Qui siamo su un altro livello, quello che dovrebbe essere ancora più impegnativo per noi adulti responsabili. Quello che poi dovrebbe darci il bonus di vederli crescere per il verso giusto. Ah, che poi la vita chissà che conto gli presenta, ma l’impegno dobbiamo comunque metterlo. Un impegno che stanca e sfinisce, che si rinnova a volte minuto per minuto, ma che non ci è permesso di mollare.

I bambini non crescono in mezzo agli altri solo stando in mezzo agli altri.

Noi maestre ce ne accorgiamo a ricreazione, quando invece di prendere il caffé (perché ormai ce lo prendiamo di straforo quando sono tutti seduti al lavoro… eh eh, almeno non rischiamo di tirarlo al muro ogni 2 per 3 tra corse, giri di valzer e gol con le palline di stagnola) ci mettiamo ad osservare le dinamiche relazionali, i comportamenti che a volte permangono e a volte cambiano.
Ci chiediamo in entrambi i casi il motivo e poi parliamo con le nostre piccole, grandi persone.
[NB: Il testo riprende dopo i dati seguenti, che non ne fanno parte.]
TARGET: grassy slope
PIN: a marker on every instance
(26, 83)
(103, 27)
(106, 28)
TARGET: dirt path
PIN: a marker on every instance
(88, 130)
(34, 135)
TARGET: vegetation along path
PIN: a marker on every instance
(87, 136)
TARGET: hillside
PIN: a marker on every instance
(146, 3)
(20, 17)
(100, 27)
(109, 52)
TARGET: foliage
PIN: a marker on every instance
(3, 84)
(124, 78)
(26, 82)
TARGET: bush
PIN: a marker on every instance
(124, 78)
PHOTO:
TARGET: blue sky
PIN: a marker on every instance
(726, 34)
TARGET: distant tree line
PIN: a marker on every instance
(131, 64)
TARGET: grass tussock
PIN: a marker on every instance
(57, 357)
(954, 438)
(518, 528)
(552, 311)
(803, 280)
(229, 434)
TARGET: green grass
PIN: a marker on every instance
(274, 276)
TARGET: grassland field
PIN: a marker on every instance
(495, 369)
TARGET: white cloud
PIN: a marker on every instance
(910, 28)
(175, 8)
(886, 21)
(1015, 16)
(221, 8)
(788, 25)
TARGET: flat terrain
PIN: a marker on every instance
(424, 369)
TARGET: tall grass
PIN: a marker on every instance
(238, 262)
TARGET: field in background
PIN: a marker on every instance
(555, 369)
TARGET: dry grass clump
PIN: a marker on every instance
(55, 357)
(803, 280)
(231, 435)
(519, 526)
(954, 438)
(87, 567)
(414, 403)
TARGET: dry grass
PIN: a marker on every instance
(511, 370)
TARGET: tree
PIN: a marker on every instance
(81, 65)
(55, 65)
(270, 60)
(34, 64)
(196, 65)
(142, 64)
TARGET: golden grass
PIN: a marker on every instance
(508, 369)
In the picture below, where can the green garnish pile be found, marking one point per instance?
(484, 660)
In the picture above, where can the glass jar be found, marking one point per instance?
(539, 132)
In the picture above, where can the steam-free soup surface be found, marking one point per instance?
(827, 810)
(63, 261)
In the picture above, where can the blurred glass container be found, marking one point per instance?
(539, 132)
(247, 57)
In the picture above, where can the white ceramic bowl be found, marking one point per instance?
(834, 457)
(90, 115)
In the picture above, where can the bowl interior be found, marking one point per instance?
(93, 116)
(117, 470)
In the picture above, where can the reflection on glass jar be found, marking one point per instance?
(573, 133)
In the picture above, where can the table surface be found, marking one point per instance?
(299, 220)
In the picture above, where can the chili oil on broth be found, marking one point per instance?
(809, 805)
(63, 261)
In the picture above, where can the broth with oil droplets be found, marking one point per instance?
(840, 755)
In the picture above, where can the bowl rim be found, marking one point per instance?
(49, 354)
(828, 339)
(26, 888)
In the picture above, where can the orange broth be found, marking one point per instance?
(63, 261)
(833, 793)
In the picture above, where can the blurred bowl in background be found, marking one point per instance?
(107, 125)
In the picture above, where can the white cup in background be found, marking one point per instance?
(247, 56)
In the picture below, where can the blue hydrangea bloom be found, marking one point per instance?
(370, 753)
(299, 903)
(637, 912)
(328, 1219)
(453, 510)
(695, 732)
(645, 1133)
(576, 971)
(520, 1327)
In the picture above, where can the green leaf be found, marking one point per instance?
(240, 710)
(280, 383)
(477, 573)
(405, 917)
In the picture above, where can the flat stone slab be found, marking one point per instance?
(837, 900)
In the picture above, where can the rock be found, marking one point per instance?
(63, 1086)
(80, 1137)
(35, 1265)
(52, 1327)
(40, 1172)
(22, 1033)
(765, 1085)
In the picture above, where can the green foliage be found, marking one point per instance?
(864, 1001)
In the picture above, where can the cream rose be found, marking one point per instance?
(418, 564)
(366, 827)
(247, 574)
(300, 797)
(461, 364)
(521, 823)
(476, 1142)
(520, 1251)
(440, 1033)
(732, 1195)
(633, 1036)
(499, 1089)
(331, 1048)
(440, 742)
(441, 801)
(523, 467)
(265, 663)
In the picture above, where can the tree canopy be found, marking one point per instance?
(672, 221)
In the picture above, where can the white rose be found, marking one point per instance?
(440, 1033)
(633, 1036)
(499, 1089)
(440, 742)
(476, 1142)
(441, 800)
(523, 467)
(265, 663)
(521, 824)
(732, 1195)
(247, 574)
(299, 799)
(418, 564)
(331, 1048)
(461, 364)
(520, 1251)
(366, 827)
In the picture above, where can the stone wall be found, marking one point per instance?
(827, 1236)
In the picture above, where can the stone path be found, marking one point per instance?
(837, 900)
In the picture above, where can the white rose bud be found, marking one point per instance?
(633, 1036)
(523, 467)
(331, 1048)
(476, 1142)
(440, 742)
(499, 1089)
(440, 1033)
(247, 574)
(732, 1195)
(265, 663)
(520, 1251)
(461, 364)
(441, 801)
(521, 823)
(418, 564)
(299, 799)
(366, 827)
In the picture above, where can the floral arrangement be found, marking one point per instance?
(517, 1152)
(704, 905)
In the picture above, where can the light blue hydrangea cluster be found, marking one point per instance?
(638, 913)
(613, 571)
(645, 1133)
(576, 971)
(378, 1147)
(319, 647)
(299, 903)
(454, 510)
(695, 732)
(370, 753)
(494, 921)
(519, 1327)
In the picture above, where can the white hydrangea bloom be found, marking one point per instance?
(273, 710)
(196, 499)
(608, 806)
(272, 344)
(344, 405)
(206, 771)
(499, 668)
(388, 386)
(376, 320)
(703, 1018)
A volte capita di comprendere, a volte no.
Capita di mettere uno stop fermo, di ferro.
A volte capita e fa male, quel male che te lo porti a casa e il giorno dopo torni a riparlarne.
In pratica, quello che voglio dire è che noi adulti abbiamo da fare e dato che siamo in ballo dobbiamo ballare.
Aiutare i nostri bambini a vivere in mezzo agli altri in modo civile (non pacifico, ma civile) e a rialzarsi dopo una sconfitta, avendo il coraggio di guardare mentre non ce la fanno, ma aspettare, capire, tendere la mano. Dopo. Non prima.
Tutto questo lo sto dicendo a me, per prima, mamma e insegnante che non ha le chiavi di nulla, ma impara.
La scuola, in questo, è una bella scuola, dovreste provare.